CDT/C editor enhancements/Camel-case completion
This is a problem page. Please treat it as a discussion page and feel free to insert your comments anywhere. My open questions are in bold--Tomasz Wesołowski 13:40, 17 May 2010 (UTC)
- 1 Description
- 2 Ranking
- 3 Solution
- 4 Design
- 4.1 Matching Rules
- 4.2 Performance Considerations
- 4.3 Required Core Modifications
- 4.4 Required UI Modifications
- 5 References
When using context assist, many symbols with a similar beginning of name may exist. A solution to select one of them quickly is to search the proposals by their abbreviation as an alternative to searching by beginning of the name. This allows to find the desired proposal more quickly often, especially for long names.
Importance: 3/5 --Tomasz Wesołowski 13:40, 17 May 2010 (UTC)
3/5 --Tobias Hahn 09:44, 18 May 2010 (UTC)
5/5 --Jens Elmenthaler I'm using it very often in Java, I really miss it in C++. It possibly also supports the filtering you discussed on another page.
3/5 --Kirstin Weber 08:49, 10 June 2010 (UTC)
3/5 --Gil Barash 18:15, 25 September 2010 (UTC)
Please append your opinion here.
This feature can be implemented in a way similar to JDT. It must also be taken into account that camelCase is only one convention in C++ and underscore_case is also popular.
An expected behaviour for giving context assist options of a text 'get' would be to give context assist results in a way similar to:
getSomething // match by name start giveExampleText // match by camel case give_example_text // match by underscore case GIVE_EXAMPLE_TEXT // match by capital underscore case
Matches by name start shall have higher priority than matches by abbreviation.
The size of characters shall be ignored while matching (i.e. only be used to find word boundaries to determine the abbreviation, but not for filtering the results.
This approach would be a bit different than JDT, but allows to select some_symbol and someSymbol in an uniform way - do you find this way preferred or do you prefer strict case sensitivity here, like sS for someSymbol and ss (or even s_s) for some_symbol? Please provide use cases.
Jens Elmenthaler For camelCase matching, we should use the same rules as JDT. That means someSymbol would not match ss. The question whether an underscore_case matches a given string or not is not so simple.
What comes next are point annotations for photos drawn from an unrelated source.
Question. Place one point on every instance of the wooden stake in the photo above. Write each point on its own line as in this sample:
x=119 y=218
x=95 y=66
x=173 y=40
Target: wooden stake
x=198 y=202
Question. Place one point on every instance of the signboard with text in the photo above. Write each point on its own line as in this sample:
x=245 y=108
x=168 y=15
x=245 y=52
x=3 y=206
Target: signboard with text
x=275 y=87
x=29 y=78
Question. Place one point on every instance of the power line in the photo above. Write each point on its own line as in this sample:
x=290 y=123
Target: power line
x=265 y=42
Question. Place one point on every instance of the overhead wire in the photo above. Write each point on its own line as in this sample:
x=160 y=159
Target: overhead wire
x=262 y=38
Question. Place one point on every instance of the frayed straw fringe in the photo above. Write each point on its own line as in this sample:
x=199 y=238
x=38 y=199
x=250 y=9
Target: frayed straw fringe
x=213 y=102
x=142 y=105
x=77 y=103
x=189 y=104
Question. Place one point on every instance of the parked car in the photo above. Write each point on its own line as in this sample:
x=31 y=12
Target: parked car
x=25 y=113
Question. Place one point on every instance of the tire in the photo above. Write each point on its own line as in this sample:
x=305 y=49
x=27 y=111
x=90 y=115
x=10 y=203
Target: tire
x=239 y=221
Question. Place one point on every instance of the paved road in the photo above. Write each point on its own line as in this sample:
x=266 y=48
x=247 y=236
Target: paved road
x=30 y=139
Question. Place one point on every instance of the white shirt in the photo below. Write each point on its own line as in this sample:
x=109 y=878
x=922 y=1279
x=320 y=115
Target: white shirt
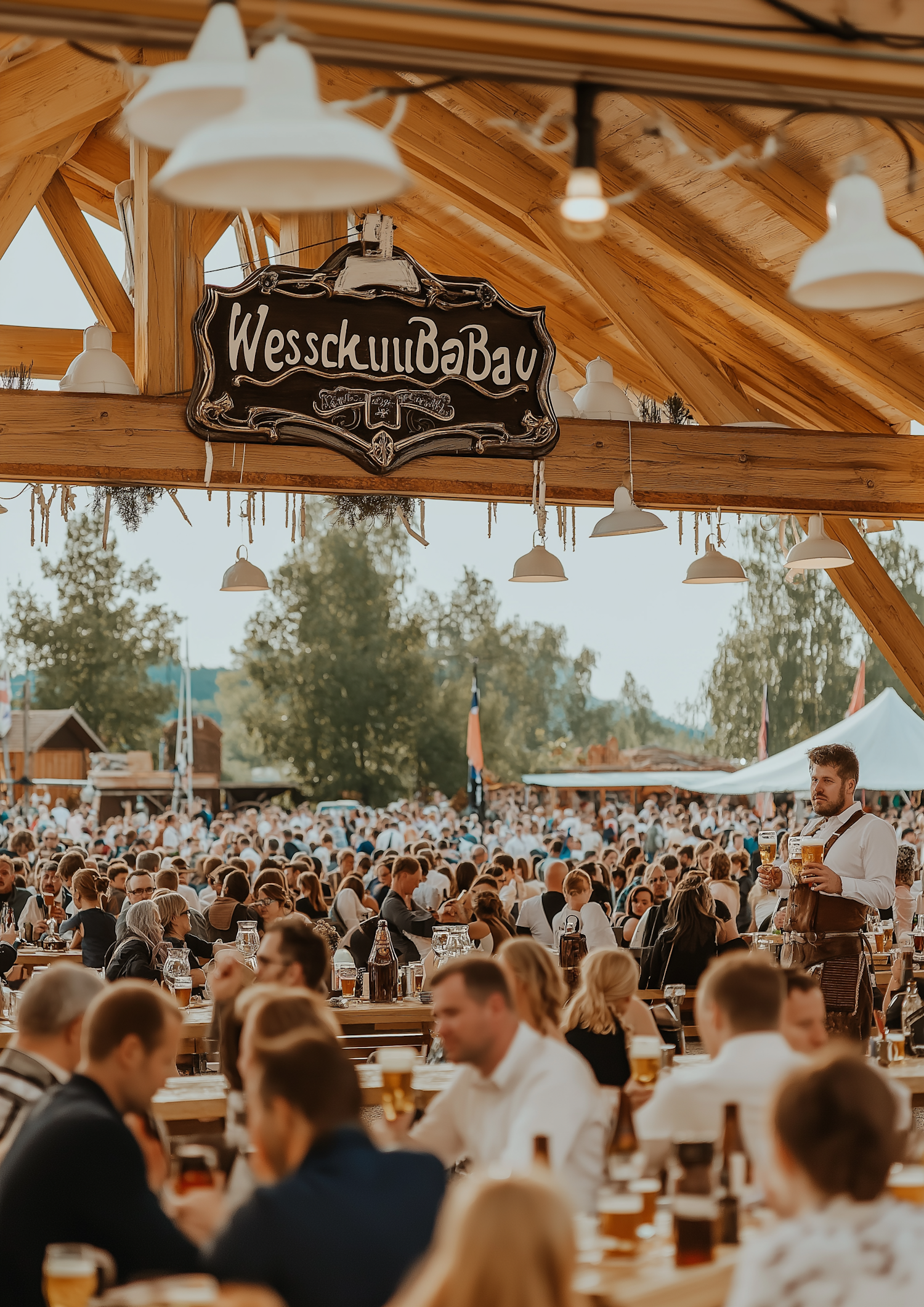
x=692 y=1099
x=541 y=1086
x=594 y=923
x=864 y=858
x=532 y=918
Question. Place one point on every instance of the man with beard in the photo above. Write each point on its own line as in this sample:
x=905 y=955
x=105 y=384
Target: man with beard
x=828 y=906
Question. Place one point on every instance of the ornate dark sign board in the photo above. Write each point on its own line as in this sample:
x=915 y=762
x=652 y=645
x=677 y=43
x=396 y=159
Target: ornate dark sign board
x=381 y=373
My proposal would be to treat _ or an uppercase letter in the typed string as the beginning of a new word, and then match the canndidates accordingly. I.e. typing sS would result in someSymbol and some_symbol. s_s would result in some_symbol only.
Gil Barash I agree that a capital letter or an underscore should represent the beginning of a new word. But my examples would be a bit different:
- 'ab' should match only symbols which start with 'ab' (ignoring case).
- 'AB' should match symbols which start with 'ab' (ignoring case), plus 'addBlock', 'AddBlock' and 'add_block'
- 'a_b' or 'A_B' should match symbols which start with 'a_b' (ignoring case), plus 'addBlock', 'AddBlock' and 'add_block'
- 'adBl' or 'AdBl' or 'ad_bl' should also match 'addBlock, 'AddBlock' and 'add_block'
I would also suggest that the matching words won't have to be in the same order (with lower ranking, of course), meaning that 'a_b' would match 'add_block' with high ranking and 'block_add' with lower ranking.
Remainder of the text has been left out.